The snapshot function tracks metadata for each file, so subsequent calls only download files that have changed.

Shared Cache with Python

Remember the second problem we mentioned? “No shared cache with the Python ecosystem.” That’s now solved. swift‑huggingface implements a Python‑compatible cache structure that allows seamless sharing between Swift and Python clients:


~/.cache/huggingface/hub/

├── models--deepseek-ai--DeepSeek-V3.2/

│   ├── blobs/

│   │   └── <<etag>>          # actual file content

│   ├── refs/

│   │   └── main              # contains commit hash

│   └── snapshots/

│       └── <<commit_hash>>/

│           └── config.json   # symlink → ../../blobs/<<etag>>

What this means

  • Download once, use everywhere. If you’ve already downloaded a model with the hf CLI or the Python library, swift‑huggingface will find it automatically.

  • Content‑addressed storage. Files are stored by their ETag in the blobs/ directory. If two revisions share the same file, it’s stored only once.

  • Symlinks for efficiency. Snapshot directories contain symlinks to blobs, minimizing disk usage while maintaining a clean file structure.
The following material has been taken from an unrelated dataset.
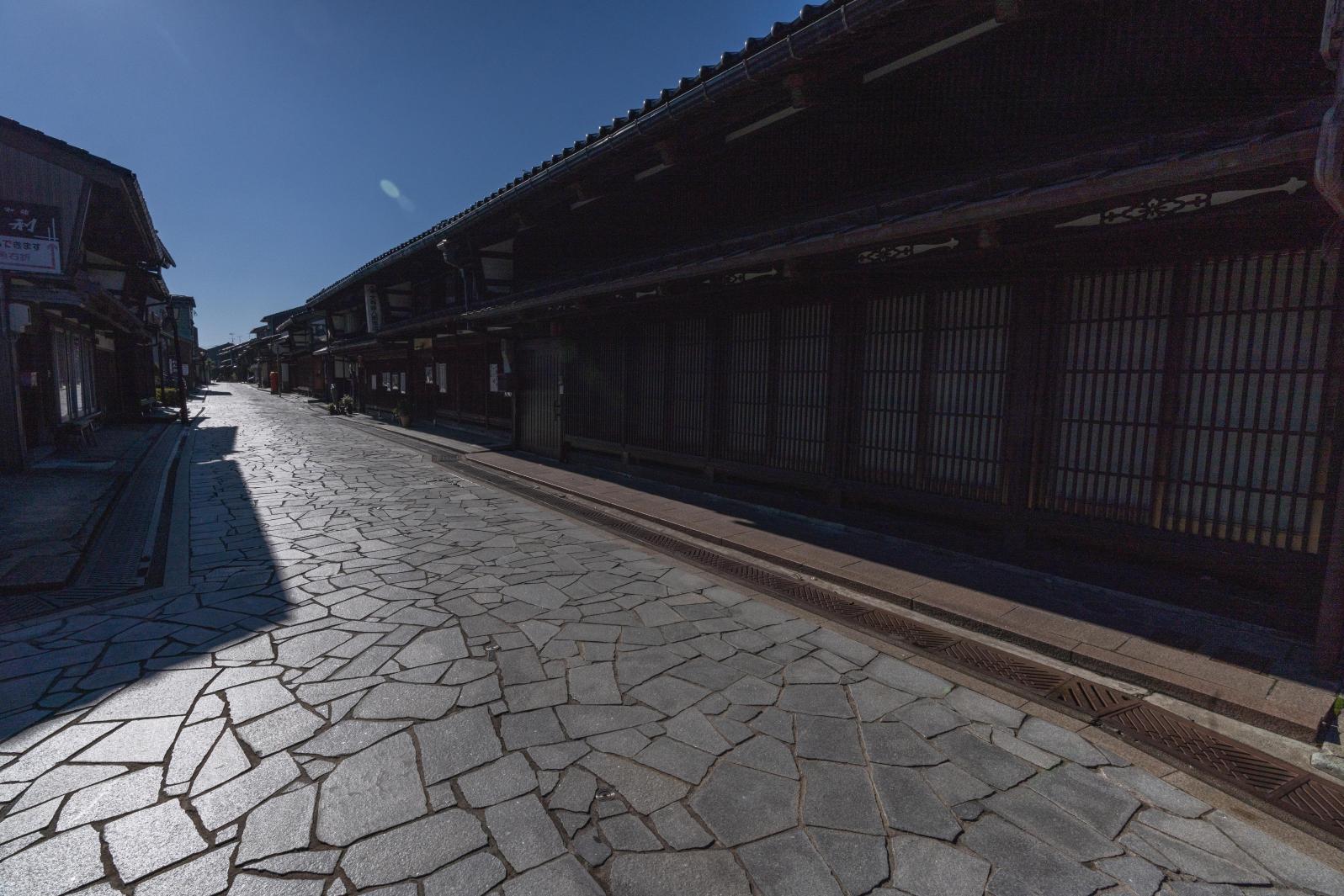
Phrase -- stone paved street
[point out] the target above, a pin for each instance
(389, 680)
The cache location follows the same environment‑variable conventions as Python:

  1. HF_HUB_CACHE environment variable

  2. HF_HOME environment variable + /hub

  3. ~/.cache/huggingface/hub (default)

You can also use the cache directly:


let cache = HubCache.default



// Check if a file is already cached

if let cachedPath = cache.cachedFilePath(

    repo: "deepseek-ai/DeepSeek-V3.2",

    kind: .model,

    revision: "main",

    filename: "config.json"

) {

    let data = try Data(contentsOf: cachedPath)

    // Use cached file without any network request

}

To prevent race conditions when multiple processes access the same cache, swift‑huggingface uses file locking (flock(2)).

Before and After

Before: Using the old HubApi in swift‑transformers:


// Before: HubApi in swift‑transformers

let hub = HubApi()

let repo = Hub.Repo(id: "mlx-community/Llama-3.2-1B-Instruct-4bit")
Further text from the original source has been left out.